A friend of mine who used to work for a very large IT company would go on a rant anytime you mentioned company mission statement. The mission statement, he would expound, was nothing more than a company’s feel-good initiative designed to conceal a glaring lack of purpose. However tongue-in-cheek my friend’s comment was – and it was – there is something about corporate mission statements that stir people up positively and negatively.
That however is the point. A mission statement, which I believe every business needs, should evoke emotion, but ideally on the positive side. That’s because it should serve as guide for your small business in a number of very important ways.
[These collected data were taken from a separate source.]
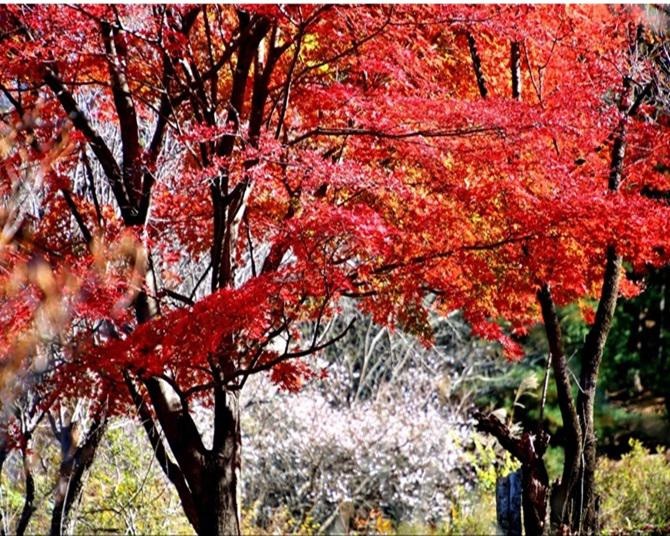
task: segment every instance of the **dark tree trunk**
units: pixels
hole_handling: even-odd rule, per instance
[[[225,460],[211,460],[203,474],[202,502],[198,504],[198,534],[240,534],[237,476]]]
[[[16,525],[16,535],[23,536],[28,528],[30,518],[35,513],[35,480],[30,468],[30,461],[28,460],[27,447],[24,447],[21,452],[23,456],[23,475],[25,478],[26,491],[23,502],[23,509],[21,510],[21,517]]]
[[[214,444],[205,458],[197,499],[203,536],[240,534],[238,476],[240,472],[240,406],[237,392],[217,394]]]
[[[494,415],[475,415],[477,429],[491,434],[502,447],[521,462],[523,524],[526,534],[545,534],[549,477],[544,465],[544,453],[549,436],[538,429],[524,432],[517,438],[510,429]]]
[[[70,534],[72,532],[70,515],[81,499],[81,492],[86,474],[93,464],[95,453],[107,427],[105,410],[93,419],[88,433],[77,442],[74,427],[71,423],[58,431],[61,443],[62,461],[60,464],[56,496],[51,514],[51,536]]]
[[[470,32],[466,34],[468,40],[468,48],[470,49],[470,59],[472,60],[472,69],[475,72],[475,78],[477,79],[477,88],[479,89],[479,95],[482,99],[485,99],[489,90],[486,87],[486,78],[484,77],[484,72],[482,70],[482,60],[479,56],[479,51],[477,50],[477,42],[475,41],[474,35]]]
[[[155,415],[148,411],[136,380],[126,372],[126,384],[156,460],[177,489],[193,528],[203,536],[239,535],[239,390],[226,390],[224,382],[213,388],[214,437],[212,447],[206,448],[177,385],[166,378],[148,378],[141,383]]]
[[[631,103],[631,83],[627,78],[624,80],[619,104],[619,109],[624,115],[619,122],[612,144],[608,177],[608,188],[612,193],[619,190],[623,179],[629,118],[635,115],[641,103],[649,96],[650,91],[651,85],[647,84]],[[595,320],[581,349],[581,374],[576,400],[561,341],[560,323],[549,285],[542,285],[537,295],[542,310],[549,345],[549,359],[554,373],[558,404],[565,431],[563,475],[551,490],[551,524],[553,530],[561,533],[567,531],[574,534],[597,534],[599,530],[598,497],[595,487],[597,439],[594,426],[594,405],[600,363],[616,308],[619,281],[623,276],[622,258],[615,244],[607,248],[604,260],[603,285]],[[544,485],[546,480],[536,478],[535,482],[526,482],[526,479],[530,478],[526,467],[534,467],[536,470],[543,469],[544,449],[535,448],[529,451],[525,448],[524,441],[530,437],[527,432],[520,439],[515,439],[510,436],[507,427],[492,417],[480,416],[478,420],[480,429],[497,437],[502,446],[522,462],[526,532],[528,534],[542,533],[545,527],[540,523],[538,514],[542,512],[538,506],[545,504],[542,501],[546,498],[547,485]],[[542,437],[541,433],[537,437]],[[539,472],[537,474],[540,475]]]

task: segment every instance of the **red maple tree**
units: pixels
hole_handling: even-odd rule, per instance
[[[340,299],[426,340],[461,309],[511,358],[542,319],[552,522],[596,529],[603,344],[624,272],[668,253],[664,44],[637,10],[5,6],[0,32],[5,379],[46,355],[45,405],[134,408],[196,531],[236,534],[239,391],[299,389]],[[556,307],[580,298],[575,398]],[[546,530],[546,436],[480,425]]]

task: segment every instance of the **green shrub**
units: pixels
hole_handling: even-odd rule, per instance
[[[597,472],[601,523],[605,531],[635,530],[670,523],[670,460],[639,441],[621,460],[603,458]]]

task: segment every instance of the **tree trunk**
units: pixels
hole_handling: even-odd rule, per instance
[[[212,447],[206,448],[187,398],[175,382],[167,377],[142,380],[148,395],[145,399],[130,371],[125,376],[156,461],[179,493],[184,513],[195,531],[203,536],[238,536],[239,390],[226,390],[224,382],[213,387],[214,437]]]
[[[5,460],[9,455],[9,446],[7,445],[7,436],[5,433],[7,425],[4,419],[0,422],[0,485],[2,485],[2,469],[5,465]],[[5,519],[2,515],[3,508],[0,508],[0,536],[5,536]]]
[[[547,532],[547,499],[549,476],[544,453],[549,435],[538,428],[515,437],[508,426],[494,415],[476,413],[477,429],[494,436],[512,456],[521,462],[523,525],[526,534],[539,536]]]
[[[631,104],[633,97],[631,79],[624,79],[619,110],[623,117],[619,121],[612,144],[608,189],[618,192],[623,180],[624,158],[627,147],[628,120],[634,116],[642,102],[650,95],[651,84],[647,84]],[[564,385],[565,355],[560,343],[560,327],[557,322],[548,287],[541,289],[538,297],[542,306],[545,330],[556,373],[559,402],[566,429],[565,462],[563,479],[552,493],[552,524],[557,529],[568,528],[576,534],[597,534],[598,497],[596,495],[596,444],[594,406],[600,363],[605,342],[612,325],[614,310],[619,296],[619,281],[624,274],[623,260],[614,243],[607,247],[603,285],[596,315],[581,349],[581,374],[577,394],[578,422],[574,419],[574,401]],[[557,368],[557,364],[559,365]],[[581,439],[581,444],[580,440]],[[576,478],[575,478],[576,476]]]
[[[241,533],[237,487],[241,453],[238,392],[217,393],[214,420],[214,442],[205,458],[196,499],[198,534],[237,536]]]
[[[71,423],[60,430],[59,441],[63,459],[60,464],[56,497],[51,514],[49,531],[51,536],[73,532],[71,514],[81,499],[86,474],[95,460],[95,453],[107,428],[106,410],[101,411],[102,413],[93,419],[88,433],[80,442],[76,440],[76,433],[74,433],[76,423]]]
[[[33,472],[30,468],[30,461],[28,459],[27,446],[21,449],[23,456],[23,475],[25,478],[26,490],[24,492],[23,509],[21,510],[21,517],[16,525],[16,536],[23,536],[28,528],[28,523],[35,513],[35,480]]]
[[[202,501],[198,504],[198,534],[240,534],[237,475],[225,460],[211,460],[203,475]]]

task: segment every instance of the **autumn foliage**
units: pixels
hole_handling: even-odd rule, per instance
[[[615,248],[630,296],[667,261],[637,8],[5,6],[0,29],[6,382],[119,412],[128,374],[298,389],[344,297],[427,344],[460,309],[517,359],[541,288],[597,300]]]

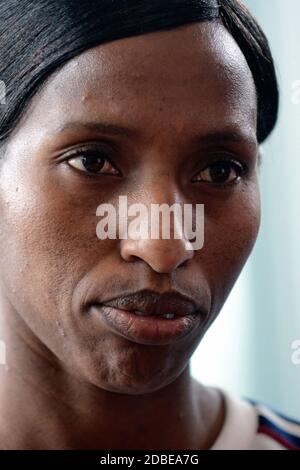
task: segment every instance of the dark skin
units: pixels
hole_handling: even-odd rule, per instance
[[[251,72],[218,22],[93,48],[34,96],[0,172],[1,448],[213,444],[222,396],[190,376],[189,360],[257,237],[256,114]],[[104,132],[103,122],[130,130]],[[105,174],[87,177],[78,154],[67,160],[91,146],[108,156]],[[247,171],[231,166],[220,186],[210,165],[224,159]],[[119,195],[205,204],[203,249],[176,239],[99,240],[96,208]],[[144,345],[84,311],[90,290],[108,299],[146,288],[195,298],[199,326]]]

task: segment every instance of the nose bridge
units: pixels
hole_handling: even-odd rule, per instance
[[[143,185],[144,204],[182,203],[182,197],[173,176],[167,170],[161,170],[159,175],[148,177],[147,185]]]
[[[128,230],[128,237],[121,240],[125,261],[142,260],[157,272],[170,273],[193,257],[183,233],[183,200],[167,173],[160,172],[156,179],[148,175],[147,185],[133,200],[144,209],[136,211],[138,207],[128,200],[128,228],[132,222],[141,230]],[[136,223],[131,219],[135,214]]]

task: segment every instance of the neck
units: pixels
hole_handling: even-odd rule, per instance
[[[206,449],[220,431],[219,394],[190,376],[148,394],[109,392],[70,374],[28,329],[2,324],[2,449]]]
A recent Time magazine article on Why You Need a Mission Statement encapsulated the reasons why you need a mission statement:
- Helps your business focus
- Provides a framework to evaluate opportunities and decide if they fit with your strategy and model
- Defines your business and establishes your brand
- Helps your employees focus their efforts when it comes to suggesting ideas that fit with your goals and purpose
Steps to create a mission statement
Involve others: Bring in key members of your team or someone from outside your company who is closely aligned.
Set aside sufficient time: You may need as much as a whole day to work on your mission statement, even though it’s short. Remember this is the statement about why you exist and what you hope to accomplish. Finding the right words will take time.
Ask yourself several questions: Your session will involve asking and answering a series of questions.
- What does your business do and who do you do it for?
- What guides the way you work with customers or clients?
- What is the image of your company that you want to project?
- How is your business different from the competition?
- What technologies, operations and processes do you employ?
- What philosophies or values guide your business?
- What are you hoping to achieve in your industry?
Be open to ideas: Look at other company mission statements to keep the wheels moving. Consider everyone’s ideas. It’s a good idea to put all the ideas on a whiteboard or flipchart and let everyone take a pass at coming up with a statement.
Keep it short: Your final mission statement should only be a few sentences but it should be specific. Also use language that motivates.
Your mission statement also reflects your culture so expect that it will evolve over time
Is there a corporate mission statement you particularly like? What is the company and what is the statement?